A $p$-group of order $p^n$ has a normal subgroup of order $p^k$ for each $0\le k \le n$

This is problem 3 from Hungerford's section about the Sylow theorems.

I have already read hints saying to use induction and that $p$-groups always have non-trivial centres, but I'm still confused. This is what I have so far:

Suppose $|G| = p^n$. For $k = 0$, $\{e\}$ is a normal subgroup of order $p^0$. Suppose $N_1, ..., N_k$ are normal subgroups of $G$ with orders as described (ie. $|N_i| = p^i$) and $k < n$.

$G/N_k$ is a $p$-group, so it has a non-trivial centre $C(G/N_k)$. $\pi^{-1}(C(G/N_k))$ is a subgroup of $G$, where $\pi : G \to G/N_k$ is the quotient map. It is normal in $G$ because $\pi$ is a homomorphism and $C(G/N_k)$ is a normal subgroup of $G/N_k$.

I know it contains $N_k$ and some stuff not in $N_k$, so it has to have order at least $p^{k+1}$, but I do not know how to argue it must be equal, or indeed if it even is equal.
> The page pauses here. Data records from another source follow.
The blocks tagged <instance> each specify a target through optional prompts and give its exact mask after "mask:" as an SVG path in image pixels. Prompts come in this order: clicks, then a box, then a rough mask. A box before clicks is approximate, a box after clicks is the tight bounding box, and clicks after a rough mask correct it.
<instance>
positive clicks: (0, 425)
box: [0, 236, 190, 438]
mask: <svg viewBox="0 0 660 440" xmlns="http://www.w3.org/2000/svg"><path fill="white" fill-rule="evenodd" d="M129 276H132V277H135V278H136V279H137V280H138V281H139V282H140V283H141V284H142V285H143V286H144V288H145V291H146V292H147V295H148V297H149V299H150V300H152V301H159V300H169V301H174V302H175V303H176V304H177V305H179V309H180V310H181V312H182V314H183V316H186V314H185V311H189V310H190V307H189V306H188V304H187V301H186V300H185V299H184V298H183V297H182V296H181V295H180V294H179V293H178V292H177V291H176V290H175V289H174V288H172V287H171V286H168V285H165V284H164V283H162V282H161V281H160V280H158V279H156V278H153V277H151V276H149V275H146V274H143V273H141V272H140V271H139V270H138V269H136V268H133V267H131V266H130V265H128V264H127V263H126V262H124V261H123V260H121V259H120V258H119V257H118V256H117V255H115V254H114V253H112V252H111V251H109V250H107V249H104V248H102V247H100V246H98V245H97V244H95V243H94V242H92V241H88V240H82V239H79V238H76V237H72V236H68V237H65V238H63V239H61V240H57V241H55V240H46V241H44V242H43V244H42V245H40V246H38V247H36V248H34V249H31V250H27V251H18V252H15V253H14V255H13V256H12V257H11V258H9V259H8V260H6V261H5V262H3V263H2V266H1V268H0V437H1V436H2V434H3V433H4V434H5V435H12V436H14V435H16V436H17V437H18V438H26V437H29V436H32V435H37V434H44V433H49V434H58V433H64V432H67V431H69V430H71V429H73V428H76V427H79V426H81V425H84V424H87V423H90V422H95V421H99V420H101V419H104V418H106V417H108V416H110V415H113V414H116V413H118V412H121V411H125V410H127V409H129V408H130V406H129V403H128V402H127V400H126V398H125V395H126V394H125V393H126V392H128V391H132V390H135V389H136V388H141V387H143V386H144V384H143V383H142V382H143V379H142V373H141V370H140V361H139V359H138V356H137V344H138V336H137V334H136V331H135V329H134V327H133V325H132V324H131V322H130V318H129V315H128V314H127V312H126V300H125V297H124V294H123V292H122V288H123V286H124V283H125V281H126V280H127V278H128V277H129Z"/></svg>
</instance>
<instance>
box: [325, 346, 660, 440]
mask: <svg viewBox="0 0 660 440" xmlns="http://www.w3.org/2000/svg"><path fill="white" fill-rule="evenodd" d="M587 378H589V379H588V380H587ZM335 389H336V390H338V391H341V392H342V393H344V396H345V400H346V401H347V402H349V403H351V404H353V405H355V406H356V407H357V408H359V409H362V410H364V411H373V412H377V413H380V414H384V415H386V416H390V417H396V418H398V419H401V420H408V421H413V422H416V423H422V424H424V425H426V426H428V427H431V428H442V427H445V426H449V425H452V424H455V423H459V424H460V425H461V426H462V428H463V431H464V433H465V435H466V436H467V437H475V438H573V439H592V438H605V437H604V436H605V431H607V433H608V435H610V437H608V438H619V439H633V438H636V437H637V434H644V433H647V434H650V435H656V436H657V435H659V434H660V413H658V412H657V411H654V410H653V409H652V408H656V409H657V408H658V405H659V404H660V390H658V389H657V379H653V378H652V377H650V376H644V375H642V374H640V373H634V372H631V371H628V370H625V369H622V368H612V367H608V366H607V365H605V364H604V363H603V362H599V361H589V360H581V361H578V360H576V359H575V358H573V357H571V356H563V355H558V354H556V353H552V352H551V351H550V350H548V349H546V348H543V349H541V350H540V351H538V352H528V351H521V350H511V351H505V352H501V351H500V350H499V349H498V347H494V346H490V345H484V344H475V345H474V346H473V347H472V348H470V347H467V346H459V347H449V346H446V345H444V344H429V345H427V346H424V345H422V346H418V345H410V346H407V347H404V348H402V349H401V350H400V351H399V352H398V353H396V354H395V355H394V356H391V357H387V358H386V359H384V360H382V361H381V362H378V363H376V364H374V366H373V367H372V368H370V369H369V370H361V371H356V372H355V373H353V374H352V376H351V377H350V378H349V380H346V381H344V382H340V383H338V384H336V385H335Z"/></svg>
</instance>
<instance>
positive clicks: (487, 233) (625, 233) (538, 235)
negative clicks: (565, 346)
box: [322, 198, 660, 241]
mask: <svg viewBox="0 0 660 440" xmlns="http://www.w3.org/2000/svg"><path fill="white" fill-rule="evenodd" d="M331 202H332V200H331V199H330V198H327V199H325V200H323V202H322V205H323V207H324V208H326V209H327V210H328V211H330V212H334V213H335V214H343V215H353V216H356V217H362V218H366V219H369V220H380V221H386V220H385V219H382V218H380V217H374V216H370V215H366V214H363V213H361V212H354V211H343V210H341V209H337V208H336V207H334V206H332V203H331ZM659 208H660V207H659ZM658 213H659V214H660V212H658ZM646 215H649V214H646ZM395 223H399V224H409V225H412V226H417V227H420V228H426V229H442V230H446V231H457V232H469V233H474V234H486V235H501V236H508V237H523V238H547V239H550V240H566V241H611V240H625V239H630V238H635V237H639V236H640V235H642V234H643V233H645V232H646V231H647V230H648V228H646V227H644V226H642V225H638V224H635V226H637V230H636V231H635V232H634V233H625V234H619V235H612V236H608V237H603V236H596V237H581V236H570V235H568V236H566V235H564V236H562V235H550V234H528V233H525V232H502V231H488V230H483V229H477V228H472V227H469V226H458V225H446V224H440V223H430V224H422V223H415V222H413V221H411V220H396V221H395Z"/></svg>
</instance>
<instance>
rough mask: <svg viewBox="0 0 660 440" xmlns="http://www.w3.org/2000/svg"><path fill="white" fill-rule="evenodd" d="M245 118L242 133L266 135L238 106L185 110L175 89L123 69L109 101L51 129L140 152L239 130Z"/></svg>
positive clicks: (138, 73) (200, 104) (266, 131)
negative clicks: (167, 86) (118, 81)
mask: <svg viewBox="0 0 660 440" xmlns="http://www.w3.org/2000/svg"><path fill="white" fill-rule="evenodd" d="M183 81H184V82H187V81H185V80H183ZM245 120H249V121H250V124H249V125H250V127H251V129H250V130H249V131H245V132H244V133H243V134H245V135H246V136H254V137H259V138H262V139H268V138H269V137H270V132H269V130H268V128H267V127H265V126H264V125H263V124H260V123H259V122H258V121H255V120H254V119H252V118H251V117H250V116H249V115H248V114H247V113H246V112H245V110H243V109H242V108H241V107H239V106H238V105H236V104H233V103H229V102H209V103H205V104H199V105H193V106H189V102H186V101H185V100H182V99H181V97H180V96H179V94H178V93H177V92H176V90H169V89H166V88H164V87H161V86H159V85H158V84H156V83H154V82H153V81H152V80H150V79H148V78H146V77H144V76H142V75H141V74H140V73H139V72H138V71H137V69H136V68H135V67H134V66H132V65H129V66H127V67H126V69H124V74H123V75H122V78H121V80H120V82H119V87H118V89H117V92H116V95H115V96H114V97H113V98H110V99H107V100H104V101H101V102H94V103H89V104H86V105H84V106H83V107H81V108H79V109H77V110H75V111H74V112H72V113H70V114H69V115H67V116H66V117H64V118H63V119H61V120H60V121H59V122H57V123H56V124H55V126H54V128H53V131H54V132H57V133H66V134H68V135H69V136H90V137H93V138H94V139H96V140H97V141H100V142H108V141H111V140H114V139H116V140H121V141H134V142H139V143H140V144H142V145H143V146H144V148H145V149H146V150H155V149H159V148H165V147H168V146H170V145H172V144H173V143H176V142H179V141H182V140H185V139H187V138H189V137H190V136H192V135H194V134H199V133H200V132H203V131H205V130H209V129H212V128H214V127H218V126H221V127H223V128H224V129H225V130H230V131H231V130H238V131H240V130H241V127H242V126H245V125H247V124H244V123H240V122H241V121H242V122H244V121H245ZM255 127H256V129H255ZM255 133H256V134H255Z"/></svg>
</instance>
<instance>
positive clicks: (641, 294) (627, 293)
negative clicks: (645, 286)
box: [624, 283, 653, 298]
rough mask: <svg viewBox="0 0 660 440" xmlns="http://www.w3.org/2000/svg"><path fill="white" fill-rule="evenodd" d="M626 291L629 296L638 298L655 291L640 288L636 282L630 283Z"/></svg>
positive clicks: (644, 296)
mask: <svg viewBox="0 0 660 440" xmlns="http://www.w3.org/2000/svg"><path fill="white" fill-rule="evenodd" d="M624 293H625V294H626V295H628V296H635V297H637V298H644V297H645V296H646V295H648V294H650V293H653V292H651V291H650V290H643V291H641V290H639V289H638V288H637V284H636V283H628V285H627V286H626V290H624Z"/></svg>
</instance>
• Certainly you mean $k \leq log_p(|G|)$. – Yassine Guerboussa Nov 3 '13 at 8:41
• You are correct, I fixed it. – user104986 Nov 3 '13 at 17:38
• How are we assuming $N_1, \dots, N_k$ are normal subgroups of $G$ with orders $p^1, \dots, p^k$? This is part of what we need to prove. – user46372819 Jun 27 '19 at 19:03

Hint: Apply Cauchy's theorem to $C(G/N_k)$. This will give you a normal subgroup of $G$ of order $p^{k+1}$.